La Chine va fixer les règles du jeu pour les batteries solides avec cette nouvelle norme
La Chine veut prendre de l’avance dans la course aux batteries solides. Elle s’apprête à publier une norme nationale pour encadrer leur développement. Ce choix stratégique pourrait accélérer leur arrivée dans les véhicules électriques dès 2027.
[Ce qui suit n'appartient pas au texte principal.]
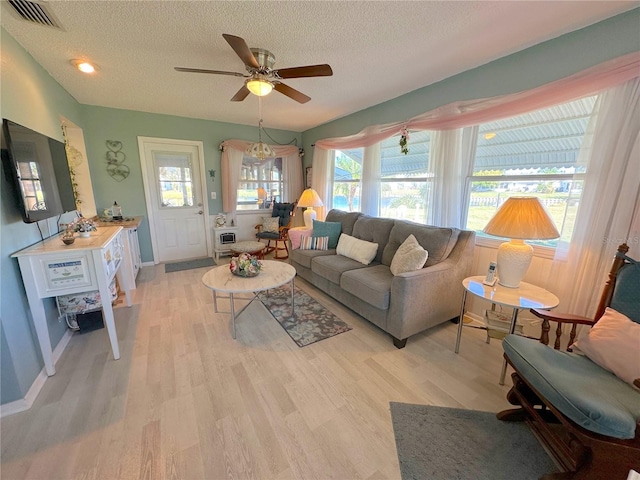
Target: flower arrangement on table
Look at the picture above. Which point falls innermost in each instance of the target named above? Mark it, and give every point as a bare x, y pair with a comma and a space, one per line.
404, 137
245, 265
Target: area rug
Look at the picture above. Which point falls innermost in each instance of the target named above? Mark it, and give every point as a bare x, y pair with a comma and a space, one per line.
438, 443
311, 322
189, 264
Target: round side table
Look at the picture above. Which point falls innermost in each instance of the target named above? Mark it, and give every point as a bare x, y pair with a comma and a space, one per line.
524, 297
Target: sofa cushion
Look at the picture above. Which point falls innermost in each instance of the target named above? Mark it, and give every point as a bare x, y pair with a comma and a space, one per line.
409, 257
332, 267
356, 249
305, 257
586, 393
371, 285
347, 219
374, 229
614, 344
327, 229
438, 241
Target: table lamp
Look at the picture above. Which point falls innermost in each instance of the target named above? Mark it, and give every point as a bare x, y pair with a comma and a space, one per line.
520, 219
309, 199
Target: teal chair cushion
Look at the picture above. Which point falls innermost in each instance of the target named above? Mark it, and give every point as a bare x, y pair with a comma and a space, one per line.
587, 394
626, 298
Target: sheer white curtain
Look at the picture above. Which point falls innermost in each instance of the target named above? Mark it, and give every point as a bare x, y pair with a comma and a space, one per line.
323, 165
231, 167
450, 162
371, 173
608, 212
292, 174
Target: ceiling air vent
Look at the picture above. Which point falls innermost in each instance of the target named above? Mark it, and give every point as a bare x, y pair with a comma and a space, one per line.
34, 12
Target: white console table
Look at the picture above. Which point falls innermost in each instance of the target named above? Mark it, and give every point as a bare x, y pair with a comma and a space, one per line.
51, 268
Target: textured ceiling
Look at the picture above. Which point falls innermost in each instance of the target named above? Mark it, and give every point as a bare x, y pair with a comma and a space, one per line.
378, 50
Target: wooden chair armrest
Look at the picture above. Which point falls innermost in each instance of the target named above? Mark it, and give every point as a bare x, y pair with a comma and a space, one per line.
561, 317
284, 232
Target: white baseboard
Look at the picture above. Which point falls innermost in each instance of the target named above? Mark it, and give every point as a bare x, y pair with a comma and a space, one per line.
25, 403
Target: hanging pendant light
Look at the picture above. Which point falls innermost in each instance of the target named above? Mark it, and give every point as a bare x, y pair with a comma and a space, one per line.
260, 150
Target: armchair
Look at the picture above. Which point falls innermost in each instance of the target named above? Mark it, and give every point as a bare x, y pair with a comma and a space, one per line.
285, 213
586, 417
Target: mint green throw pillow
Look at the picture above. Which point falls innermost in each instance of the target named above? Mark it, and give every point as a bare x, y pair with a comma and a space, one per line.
327, 229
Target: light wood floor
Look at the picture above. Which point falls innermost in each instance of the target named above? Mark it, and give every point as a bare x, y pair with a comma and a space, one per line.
187, 401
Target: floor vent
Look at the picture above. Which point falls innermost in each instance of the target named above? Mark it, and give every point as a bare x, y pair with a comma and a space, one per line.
34, 12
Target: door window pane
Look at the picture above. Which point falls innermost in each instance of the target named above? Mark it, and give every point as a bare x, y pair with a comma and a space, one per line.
175, 180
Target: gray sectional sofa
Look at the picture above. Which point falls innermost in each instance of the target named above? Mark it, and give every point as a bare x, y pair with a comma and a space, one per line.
401, 305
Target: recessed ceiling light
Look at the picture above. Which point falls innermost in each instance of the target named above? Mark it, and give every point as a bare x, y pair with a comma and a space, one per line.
84, 66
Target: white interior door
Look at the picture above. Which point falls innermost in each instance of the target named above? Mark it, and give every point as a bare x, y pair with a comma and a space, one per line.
173, 188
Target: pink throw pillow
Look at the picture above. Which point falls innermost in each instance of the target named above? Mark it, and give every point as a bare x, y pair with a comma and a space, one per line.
614, 344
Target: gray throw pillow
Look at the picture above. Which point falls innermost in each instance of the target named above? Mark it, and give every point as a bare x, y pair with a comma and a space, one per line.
410, 256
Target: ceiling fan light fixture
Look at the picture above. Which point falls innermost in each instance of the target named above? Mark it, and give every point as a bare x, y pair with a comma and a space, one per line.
260, 151
259, 86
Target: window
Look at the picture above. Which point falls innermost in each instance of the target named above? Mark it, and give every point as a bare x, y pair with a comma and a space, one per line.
261, 183
535, 154
405, 181
347, 179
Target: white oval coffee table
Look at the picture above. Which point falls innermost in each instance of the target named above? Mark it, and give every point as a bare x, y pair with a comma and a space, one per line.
273, 274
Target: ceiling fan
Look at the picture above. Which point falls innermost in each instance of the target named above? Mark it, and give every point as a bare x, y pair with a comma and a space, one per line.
261, 77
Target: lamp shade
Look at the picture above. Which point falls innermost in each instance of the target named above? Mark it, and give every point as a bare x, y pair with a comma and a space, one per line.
519, 218
310, 198
259, 86
523, 218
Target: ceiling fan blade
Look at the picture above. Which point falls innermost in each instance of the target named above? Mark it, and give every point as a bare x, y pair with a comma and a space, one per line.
291, 93
323, 70
242, 50
240, 94
215, 72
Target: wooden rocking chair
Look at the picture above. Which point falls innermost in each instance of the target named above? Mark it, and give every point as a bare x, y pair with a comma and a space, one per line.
285, 213
580, 451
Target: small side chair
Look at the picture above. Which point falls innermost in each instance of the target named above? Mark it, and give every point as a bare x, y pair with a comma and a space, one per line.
285, 213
Les batteries solides sont souvent présentées comme la prochaine grande avancée dans le domaine de la mobilité électrique. Plus stables, moins inflammables et beaucoup plus denses en énergie que les batteries classiques, elles promettent une autonomie bien supérieure. Certains prototypes annoncent déjà plus de 1 000 kilomètres avec une seule charge. Leur structure permet aussi une recharge plus rapide et une meilleure résistance aux températures extrêmes. Pourtant, malgré ces atouts, cette technologie reste largement absente du marché.
Le passage à la production industrielle se révèle complexe. Les matériaux utilisés sont différents, les procédés de fabrication doivent être repensés, et les usines actuelles ne sont pas adaptées. Même les projets les plus prometteurs peinent à respecter les délais. La moto Verge TS Pro, censée être la première équipée d’une batterie solide, a vu ses livraisons repoussées faute d’homologation. D’autres constructeurs affichent des ambitions similaires, mais restent confrontés aux mêmes obstacles techniques.
La Chine publiera une norme pour les batteries solides dès juillet 2026
La Chine s’apprête à instaurer une norme officielle pour encadrer les batteries solides. Le premier volet du texte, prévu pour juillet 2026, établira les bases techniques nécessaires au développement de cette technologie. Il définira les différents types de batteries, dont les modèles liquides, semi-solides et entièrement solides. Selon MyDrivers, des tests de validation seront menés dès février afin d’affiner les critères de performance et les méthodes de contrôle.
L’objectif est clair, Pékin veut structurer l’industrie pour favoriser une production de masse des batteries solides dès 2027. Plusieurs constructeurs chinois, dont BYD, Geely, Chery, FAW et Dongfeng, ont déjà lancé des phases de test. Dongfeng, par exemple, travaille sur une batterie de 350 Wh/kg installée sur une berline électrique, capable de parcourir plus de 1 000 km par charge, même par -30 °C. Des avancées ont aussi été annoncées sur les matériaux, avec des anodes en silicium nanostructuré. En fixant un cadre clair, le pays entend bien devenir la référence mondiale dans ce domaine stratégique.